If you haven’t read… The Ten Plagues of the Martin Vlasits Seder (The first three…) you should probably go back and do that.
4. The Plague of Hail: 5:55pm
Him (tears): Why don’t you want me to be at the seder?
Me (plaintively): I do want you to be at the seder. But you have to listen to adults at the seder. Can you do that?
Him (yelling): I can not do what adults want me to do at the seder.
Me (firmly): Then we will have to go home.
… and then we are home.
He walks into the living room and sits on the couch beneath our picture window. The lights are off, but the evening sun through the windows reflects off the burnished wood floors and lights up his mordant little face.
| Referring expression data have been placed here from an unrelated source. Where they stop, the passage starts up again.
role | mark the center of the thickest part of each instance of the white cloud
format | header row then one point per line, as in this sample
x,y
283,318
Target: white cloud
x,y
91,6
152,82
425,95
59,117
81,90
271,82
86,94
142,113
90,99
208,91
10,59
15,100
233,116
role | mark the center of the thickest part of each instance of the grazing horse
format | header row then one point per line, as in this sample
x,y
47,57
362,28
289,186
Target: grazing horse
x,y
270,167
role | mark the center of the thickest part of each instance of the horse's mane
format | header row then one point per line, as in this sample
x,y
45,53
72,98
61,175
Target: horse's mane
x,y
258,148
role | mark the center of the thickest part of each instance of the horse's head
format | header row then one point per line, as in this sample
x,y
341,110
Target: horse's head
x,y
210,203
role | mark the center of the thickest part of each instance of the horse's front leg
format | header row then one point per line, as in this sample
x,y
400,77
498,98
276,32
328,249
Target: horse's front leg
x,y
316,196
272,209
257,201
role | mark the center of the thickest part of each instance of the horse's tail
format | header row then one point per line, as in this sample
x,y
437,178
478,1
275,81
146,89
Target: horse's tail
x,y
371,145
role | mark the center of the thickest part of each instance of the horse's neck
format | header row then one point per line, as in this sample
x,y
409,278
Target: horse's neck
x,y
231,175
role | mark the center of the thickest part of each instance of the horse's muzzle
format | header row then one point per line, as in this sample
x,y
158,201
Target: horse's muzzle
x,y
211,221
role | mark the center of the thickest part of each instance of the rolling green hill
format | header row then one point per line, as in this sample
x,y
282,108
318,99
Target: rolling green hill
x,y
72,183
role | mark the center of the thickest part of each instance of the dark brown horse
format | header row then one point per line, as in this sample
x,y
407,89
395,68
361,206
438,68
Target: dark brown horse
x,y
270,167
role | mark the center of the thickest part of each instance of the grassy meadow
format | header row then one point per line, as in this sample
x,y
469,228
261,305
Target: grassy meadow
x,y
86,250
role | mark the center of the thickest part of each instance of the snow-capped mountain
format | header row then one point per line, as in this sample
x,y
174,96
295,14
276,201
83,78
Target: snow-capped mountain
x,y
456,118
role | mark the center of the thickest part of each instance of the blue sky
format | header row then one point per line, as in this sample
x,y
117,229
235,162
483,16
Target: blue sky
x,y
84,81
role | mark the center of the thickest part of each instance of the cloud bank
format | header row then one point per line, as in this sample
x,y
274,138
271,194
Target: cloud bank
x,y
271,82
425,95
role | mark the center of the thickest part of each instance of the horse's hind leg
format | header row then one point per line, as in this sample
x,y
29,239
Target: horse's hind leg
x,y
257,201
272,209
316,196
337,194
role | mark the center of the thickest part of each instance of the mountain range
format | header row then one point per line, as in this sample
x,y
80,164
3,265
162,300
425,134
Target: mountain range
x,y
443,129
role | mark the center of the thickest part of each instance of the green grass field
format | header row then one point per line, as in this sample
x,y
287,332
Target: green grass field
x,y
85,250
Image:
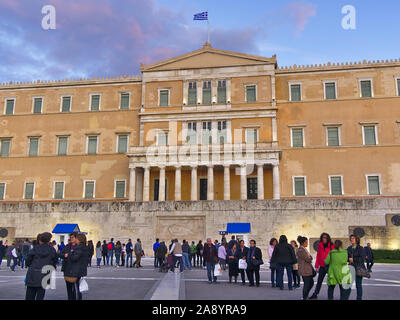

I sit in an armchair opposite him. My face feels hard. His face looks grim. I have won. Now that we are home, I feel safe.
I apologize for being rough with him. He cries and asks why I pushed him in the car and why I yelled at him and why my eyebrows were down. I put my eyebrows up and tell him to look and see that my eyebrows are up. I apologize for yelling at him.
Then we repeat the script about seder two more times.
5. The Plague of Lice: 6:10pm
I need to eat, so I go into the kitchen to cook macaroni and cheese. Martin stays in the living room for a bit reading a book. He is calm now but he’s not talking to me much. I try to be conciliatory whenever I can while steering him toward calmness. I ask him a few questions about school, trying to keep the conversation away from seder.
We repeat the seder script again anyway but then he asks to watch the dvd reading of the book Crysanthemum. I agree, relieved at the prospect of having a bit of time where I’m not confronted with the consequences of having misplayed the entire evening.
We go down into the basement. He sits at the kid’s computer and queues up Crysanthemum. I sit at the adult’s computer, fire up jango, espn.com and a web design blog. I can see him in my peripheral vision. He is instantly immersed in the world of the troubled little eponymous mouse and I find some helpful code examples for a problem I had been working on during the day.
Fifteen painless minutes later, Martin moves in the corner of my eye. “Papa, there is water on my pants.” “What?!? Why?!?” I am asking someone not physically present.
He is standing now with his knees pointed outward looking down at his drenched zipper. At first I think he looks surprised, but then I recognize that it is curiosity, not alarm. I help him out of his pants. He offers to go up and take a shower. I turn on the steam cleaner.
6. Plague of Blood 7:00pm
I have finished the steam cleaning, gathered a load of laundry to accompany his pants in the washer and begun to fold a few things that were leftover from the last load when I hear the front door bang shut. He’s out of the house. I grab my iPod and run out after him guessing that he is heading out for one of his pre-scripted perambulations.
I’m in the mode of just trying to get through this evening, so I’m willing to follow him if he’s planning his typical trip up to the college. His itinerary is complex but I’ve done it dozens and dozens of times: he walks the block up to the college, through the archway in one building, across the quad, past the statue of Abraham Lincoln, up to the third floor of the library, back down and out the front door, across the street into the student center, past the bowling alley, through the snack shop, across the parking lot, into the stadium, down onto the track, into one of the steeplechase pits, out of the stadium, past the fitness center, back across the street, along the long path back to our block and home again.
Once this course has begun there is no chance he will stop it without a fight. However, when I arrive on the sidewalk outside our house, I don’t see him on the sidewalk he would take to get to the college. I break into a trot. How could he be out of sight already?
He is two doors up on our neighbor’s porch. The neighbor is trying to talk him out of coming into their house. Their little boy has gone to bed and so, no Martin, you may not come in to play with his trains. He pushes past her and dashes up the stairs. I push past her too, run up the steps, catch him on the landing, throw him over my shoulder and make an excruciatingly funny joke about home invasions.